Leur occupation principale consistait à tricoter au chaud dans l’étable les gilets ou chaussettes,  qu'ils allaient vendre à la fonte des neiges en colonnes muletières à BARCELONNETTE ou autres villages de l'Ubaye. La laine de ce village avait la réputation d'être la plus belle du comté de NICE.

Saint-Dalmas avait une particularité, peu appréciée de ses voisins: Contrairement à la majorité des villages , bêtes et humains cohabitaient dans la même maison, ce qui était un avantage en hiver (les habitants se réfugiant au chaud dans l'étable!). Dès qu'il pleuvait, le passage des cheptels dans les rues les transformaient   en véritables cloaques à cause des bouses de vaches ou crottes de mouton . Ce village n'avait pas une réputation de propreté, et il fallut attendre 1900 et les années suivantes pour que les rues soient enfin pavées !

 Le 1e novembre, après une messe solennelle sur la place du village, tout ce monde partait vers la France par un col qui  communique avec la haute vallée du Var (village d'ESTENC). Son patronyme actuel est "col de GIALORGUES". 

 Le patronyme de ce village a beaucoup évolué au cours des siècles. Dès 1067 une église est mentionnée « Ecclesia beati damatii ». Au XIIe siècle, l’appellation « Sanctus Dalmatius Selvaticus » a débouché sur le nom actuel . Sous administration sarde (1854) San Dalmazzo Il Selvatico, ou encore Sante Dalmazzo In Silvi. Aujourd’hui , il n’y a plus d’ambiguïté, il s’agit bien   

                                                                                        Saint-Dalmas-Le-Selvage,

 

 Les documents de notre anecdote, datés du XVIIIe et XIXe siècle, font état de:

                                                                                         Saint-Dalmas-Le-Sauvage

Une explication s'impose: en gavot (provençal alpin)",San-Dalmas-Lou Saouvagé" prêtait à confusion et même les documents officiels faisaient état du "Sauvage". En l'an VIII du calendrier républicain, l'erreur fut décelée, mais les mauvaises habitudes ont perduré.

J.E. FODERE, éminent scientifique, érudit, chargé de mission par le préfet des Alpes maritimes, parle de "Saint-Dalmas-Le-Sauvage", dans son courrier du 13 brumaire AnX,     adressé au "citoyen-Préfet"  (sic!)

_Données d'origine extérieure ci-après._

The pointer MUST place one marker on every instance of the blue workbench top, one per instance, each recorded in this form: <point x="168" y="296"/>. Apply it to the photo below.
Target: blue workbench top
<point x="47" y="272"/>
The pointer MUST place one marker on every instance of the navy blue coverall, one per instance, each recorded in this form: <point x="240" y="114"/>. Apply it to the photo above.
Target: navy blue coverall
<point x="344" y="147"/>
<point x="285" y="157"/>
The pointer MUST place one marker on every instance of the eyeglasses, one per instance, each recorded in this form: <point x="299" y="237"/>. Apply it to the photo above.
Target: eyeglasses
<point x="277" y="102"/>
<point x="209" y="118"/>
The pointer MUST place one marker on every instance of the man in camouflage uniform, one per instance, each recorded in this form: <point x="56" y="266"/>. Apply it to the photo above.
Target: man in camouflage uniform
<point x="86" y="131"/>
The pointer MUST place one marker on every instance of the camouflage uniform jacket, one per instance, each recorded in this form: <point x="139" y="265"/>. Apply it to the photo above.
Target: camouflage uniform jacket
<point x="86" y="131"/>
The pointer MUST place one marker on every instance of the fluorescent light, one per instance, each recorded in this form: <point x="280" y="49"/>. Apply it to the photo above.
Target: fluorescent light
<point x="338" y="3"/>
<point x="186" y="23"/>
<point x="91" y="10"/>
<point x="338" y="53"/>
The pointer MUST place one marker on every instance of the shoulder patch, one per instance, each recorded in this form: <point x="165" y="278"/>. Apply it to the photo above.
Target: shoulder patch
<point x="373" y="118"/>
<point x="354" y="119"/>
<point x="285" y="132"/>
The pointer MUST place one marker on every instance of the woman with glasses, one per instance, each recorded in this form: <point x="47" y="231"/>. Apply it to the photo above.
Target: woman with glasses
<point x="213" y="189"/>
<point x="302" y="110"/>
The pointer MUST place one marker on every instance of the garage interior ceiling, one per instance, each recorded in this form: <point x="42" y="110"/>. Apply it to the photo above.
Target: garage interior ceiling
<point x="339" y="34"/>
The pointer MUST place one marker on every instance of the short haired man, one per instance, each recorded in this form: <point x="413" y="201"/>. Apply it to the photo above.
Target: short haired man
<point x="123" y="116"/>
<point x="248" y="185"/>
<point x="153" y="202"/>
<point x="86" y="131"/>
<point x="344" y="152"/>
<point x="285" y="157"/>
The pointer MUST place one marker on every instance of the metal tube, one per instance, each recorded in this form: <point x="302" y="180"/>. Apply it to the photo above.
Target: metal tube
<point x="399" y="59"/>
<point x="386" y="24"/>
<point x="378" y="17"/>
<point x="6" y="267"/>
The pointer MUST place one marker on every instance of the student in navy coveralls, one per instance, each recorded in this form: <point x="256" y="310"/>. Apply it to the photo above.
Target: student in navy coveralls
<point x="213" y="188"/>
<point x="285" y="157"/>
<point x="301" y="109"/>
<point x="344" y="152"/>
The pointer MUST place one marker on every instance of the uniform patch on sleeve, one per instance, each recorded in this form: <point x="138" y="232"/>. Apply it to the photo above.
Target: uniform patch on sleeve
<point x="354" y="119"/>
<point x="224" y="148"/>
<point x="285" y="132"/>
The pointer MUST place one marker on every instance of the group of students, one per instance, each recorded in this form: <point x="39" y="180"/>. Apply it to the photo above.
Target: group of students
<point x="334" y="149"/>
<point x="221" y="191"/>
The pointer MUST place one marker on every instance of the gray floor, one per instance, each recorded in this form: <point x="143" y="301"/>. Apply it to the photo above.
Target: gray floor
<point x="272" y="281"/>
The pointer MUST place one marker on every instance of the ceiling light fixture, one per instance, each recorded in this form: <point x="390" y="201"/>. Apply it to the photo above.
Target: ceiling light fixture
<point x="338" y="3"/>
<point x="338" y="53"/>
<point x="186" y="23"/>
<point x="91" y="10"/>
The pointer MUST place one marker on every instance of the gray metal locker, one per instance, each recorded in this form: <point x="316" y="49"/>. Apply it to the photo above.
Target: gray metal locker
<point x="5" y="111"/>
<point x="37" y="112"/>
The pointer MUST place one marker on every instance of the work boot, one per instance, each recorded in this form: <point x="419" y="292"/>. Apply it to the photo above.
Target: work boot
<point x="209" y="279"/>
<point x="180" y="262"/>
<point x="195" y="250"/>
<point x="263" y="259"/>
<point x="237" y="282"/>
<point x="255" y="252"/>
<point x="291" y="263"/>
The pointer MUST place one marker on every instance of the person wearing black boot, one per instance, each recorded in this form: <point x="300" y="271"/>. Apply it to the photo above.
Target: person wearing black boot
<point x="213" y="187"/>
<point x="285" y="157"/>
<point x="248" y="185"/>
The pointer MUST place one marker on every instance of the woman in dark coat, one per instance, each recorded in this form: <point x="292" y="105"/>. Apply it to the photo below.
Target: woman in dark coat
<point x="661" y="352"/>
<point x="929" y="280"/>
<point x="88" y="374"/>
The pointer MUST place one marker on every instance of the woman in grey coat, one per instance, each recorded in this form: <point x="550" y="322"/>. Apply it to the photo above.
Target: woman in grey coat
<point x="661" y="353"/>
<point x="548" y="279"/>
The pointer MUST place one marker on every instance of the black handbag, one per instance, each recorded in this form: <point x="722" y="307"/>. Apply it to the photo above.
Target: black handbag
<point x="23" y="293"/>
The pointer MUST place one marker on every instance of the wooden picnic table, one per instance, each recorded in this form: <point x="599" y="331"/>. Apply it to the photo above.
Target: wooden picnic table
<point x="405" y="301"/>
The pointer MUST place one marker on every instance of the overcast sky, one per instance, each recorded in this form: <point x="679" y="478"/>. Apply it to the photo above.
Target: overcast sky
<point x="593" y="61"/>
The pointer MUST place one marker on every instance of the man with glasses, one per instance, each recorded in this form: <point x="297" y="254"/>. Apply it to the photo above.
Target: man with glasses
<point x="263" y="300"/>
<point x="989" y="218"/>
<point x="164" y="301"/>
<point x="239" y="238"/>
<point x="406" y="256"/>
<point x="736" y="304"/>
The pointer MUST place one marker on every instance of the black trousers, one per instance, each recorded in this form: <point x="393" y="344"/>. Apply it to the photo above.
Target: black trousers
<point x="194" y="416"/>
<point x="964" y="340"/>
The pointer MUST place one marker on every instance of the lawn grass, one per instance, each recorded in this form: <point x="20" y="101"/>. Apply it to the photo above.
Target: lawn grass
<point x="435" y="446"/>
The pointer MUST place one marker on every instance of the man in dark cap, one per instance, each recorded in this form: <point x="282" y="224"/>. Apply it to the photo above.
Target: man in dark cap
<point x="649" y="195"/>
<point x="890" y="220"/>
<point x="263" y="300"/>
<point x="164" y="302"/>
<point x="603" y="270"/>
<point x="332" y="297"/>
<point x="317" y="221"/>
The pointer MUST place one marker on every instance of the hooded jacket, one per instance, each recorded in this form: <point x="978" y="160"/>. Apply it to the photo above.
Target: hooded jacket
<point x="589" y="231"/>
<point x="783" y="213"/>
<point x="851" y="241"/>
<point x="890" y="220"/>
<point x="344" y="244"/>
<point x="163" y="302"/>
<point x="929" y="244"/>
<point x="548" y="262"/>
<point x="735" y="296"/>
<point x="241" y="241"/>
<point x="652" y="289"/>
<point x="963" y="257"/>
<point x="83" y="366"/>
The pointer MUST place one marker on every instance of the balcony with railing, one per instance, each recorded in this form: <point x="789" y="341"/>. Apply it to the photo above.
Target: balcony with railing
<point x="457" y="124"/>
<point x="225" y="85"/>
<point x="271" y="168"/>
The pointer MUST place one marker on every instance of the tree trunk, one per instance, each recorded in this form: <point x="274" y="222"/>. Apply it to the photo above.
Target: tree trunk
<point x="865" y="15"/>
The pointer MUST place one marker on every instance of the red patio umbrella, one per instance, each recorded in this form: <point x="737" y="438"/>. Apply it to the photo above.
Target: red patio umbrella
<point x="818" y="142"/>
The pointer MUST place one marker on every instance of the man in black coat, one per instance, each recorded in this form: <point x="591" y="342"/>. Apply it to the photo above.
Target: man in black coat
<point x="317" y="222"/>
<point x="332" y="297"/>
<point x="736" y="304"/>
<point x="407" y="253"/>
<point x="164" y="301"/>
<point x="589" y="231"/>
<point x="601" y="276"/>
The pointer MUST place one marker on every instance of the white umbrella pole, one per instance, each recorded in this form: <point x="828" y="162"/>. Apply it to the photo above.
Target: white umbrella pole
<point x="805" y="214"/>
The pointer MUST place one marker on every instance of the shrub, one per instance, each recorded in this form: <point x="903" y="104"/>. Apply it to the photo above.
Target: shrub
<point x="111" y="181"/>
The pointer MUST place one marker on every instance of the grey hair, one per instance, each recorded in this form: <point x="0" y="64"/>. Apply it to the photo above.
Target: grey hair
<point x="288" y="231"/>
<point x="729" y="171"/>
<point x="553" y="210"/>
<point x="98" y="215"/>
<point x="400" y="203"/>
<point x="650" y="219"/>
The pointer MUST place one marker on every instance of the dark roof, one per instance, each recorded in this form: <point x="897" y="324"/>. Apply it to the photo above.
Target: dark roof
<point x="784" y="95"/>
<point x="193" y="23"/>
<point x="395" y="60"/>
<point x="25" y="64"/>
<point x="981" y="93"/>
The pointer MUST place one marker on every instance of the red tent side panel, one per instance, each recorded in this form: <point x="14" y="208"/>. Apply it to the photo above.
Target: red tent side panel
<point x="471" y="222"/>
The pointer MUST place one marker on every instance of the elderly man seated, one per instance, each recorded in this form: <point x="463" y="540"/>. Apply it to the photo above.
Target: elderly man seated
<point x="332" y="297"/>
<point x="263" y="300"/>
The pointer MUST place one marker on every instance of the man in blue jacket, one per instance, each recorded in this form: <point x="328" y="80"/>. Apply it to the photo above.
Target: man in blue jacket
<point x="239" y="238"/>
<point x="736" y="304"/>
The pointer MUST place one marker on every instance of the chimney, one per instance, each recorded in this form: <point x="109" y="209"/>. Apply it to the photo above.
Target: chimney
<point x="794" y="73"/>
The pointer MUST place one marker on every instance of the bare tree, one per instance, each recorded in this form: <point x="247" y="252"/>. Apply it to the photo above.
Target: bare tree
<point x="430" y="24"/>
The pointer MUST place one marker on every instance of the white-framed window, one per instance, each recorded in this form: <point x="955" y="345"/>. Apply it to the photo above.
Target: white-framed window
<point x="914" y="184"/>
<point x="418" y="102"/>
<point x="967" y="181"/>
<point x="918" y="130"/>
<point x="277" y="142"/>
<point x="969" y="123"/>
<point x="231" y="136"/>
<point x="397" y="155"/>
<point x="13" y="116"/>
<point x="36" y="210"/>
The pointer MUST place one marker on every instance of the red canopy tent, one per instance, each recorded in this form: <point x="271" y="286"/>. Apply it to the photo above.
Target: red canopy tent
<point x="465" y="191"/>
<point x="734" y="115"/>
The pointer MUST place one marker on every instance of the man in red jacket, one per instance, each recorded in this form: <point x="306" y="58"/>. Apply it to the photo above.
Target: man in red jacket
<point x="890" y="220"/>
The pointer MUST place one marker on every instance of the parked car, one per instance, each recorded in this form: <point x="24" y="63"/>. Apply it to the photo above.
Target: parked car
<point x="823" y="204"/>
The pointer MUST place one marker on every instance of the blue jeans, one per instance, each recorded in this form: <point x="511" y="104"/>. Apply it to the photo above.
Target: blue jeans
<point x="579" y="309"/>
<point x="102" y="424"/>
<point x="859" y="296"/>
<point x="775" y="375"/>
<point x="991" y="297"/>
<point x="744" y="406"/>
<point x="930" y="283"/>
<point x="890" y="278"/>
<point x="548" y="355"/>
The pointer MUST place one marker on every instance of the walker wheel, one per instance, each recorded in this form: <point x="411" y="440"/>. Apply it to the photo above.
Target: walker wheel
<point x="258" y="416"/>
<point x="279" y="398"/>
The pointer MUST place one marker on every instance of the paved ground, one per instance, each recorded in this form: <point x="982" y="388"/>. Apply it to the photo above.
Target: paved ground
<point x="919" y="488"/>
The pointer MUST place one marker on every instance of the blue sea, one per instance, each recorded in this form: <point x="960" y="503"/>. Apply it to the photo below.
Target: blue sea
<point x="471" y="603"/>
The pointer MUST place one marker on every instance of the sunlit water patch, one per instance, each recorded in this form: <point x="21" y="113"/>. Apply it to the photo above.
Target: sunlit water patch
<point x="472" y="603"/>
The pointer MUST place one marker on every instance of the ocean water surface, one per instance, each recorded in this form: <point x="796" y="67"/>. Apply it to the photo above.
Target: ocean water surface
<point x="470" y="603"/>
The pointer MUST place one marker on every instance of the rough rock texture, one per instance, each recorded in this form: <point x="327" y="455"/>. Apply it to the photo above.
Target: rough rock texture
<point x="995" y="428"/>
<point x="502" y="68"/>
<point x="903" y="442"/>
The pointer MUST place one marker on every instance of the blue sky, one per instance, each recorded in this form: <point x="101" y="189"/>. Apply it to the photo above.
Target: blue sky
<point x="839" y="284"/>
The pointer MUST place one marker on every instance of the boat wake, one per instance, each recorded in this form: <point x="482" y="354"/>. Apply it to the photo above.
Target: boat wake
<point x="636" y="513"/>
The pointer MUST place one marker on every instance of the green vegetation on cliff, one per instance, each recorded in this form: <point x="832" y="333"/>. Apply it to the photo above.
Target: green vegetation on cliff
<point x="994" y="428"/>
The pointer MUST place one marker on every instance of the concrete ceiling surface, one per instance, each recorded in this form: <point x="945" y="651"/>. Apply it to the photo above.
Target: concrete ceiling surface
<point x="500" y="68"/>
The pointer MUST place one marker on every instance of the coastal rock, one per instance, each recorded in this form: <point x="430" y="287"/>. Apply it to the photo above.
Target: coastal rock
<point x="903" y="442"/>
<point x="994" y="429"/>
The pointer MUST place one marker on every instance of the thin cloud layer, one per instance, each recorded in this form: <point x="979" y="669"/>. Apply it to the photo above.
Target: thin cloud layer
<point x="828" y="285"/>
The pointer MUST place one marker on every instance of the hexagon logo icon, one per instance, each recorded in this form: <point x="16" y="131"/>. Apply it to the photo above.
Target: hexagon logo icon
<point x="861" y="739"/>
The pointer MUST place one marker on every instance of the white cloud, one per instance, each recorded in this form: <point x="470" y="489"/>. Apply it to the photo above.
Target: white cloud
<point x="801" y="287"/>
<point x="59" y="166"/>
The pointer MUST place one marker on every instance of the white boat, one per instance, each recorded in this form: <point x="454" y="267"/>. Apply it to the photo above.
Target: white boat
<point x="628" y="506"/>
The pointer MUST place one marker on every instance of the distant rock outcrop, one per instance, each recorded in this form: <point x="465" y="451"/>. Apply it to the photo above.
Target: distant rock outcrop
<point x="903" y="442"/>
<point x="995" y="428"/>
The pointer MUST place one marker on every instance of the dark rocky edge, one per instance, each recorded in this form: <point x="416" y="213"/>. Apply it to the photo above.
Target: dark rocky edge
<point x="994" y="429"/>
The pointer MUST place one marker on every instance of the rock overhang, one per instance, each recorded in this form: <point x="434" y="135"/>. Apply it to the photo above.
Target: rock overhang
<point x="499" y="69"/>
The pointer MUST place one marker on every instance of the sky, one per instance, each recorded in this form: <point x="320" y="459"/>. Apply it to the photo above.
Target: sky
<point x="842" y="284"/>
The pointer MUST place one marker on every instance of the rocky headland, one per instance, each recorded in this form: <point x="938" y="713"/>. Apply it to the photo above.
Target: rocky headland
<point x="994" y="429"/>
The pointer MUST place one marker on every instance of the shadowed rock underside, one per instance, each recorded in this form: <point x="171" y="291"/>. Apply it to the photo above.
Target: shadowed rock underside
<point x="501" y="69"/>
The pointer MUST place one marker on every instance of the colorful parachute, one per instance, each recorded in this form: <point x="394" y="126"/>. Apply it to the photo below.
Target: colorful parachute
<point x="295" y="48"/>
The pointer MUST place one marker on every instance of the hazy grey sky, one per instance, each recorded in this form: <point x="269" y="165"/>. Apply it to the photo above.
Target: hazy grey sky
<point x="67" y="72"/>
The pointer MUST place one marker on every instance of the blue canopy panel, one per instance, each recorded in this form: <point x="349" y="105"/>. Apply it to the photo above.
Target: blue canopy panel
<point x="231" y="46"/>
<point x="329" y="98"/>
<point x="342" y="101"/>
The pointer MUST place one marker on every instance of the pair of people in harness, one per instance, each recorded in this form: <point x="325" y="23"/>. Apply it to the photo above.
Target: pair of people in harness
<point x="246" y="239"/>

Pour clore la polémique, le conseil municipal proposa en 1894: Saint-Dalmas-Sur-Tinée Cette initiative ne fut pas retenue par l'autorité de tutelle, et il fallut attendre 1920 pour que la haute administration mette un terme (définitif ?) à l'ambiguïté. C'était en fait un retour à l'appellation initiale du XIIe siècle:

                                                                                          Sanctus Dalmatius Selvaticus

La forêt (Selvage) figurera désormais dans les armoiries du village. Saint-Dalmas est très connu localement. Ancien légionnaire romain converti au christianisme, il aurait évangélisé le sud des Alpes, où quatre villages portent son nom :                                      Saint-Dalmas-Valdeblore,

Saint-Dalmas-de Tende,

Borgo San Dalmazzo,

                                                         et   ...   Saint-Dalmas-Le-Selvage !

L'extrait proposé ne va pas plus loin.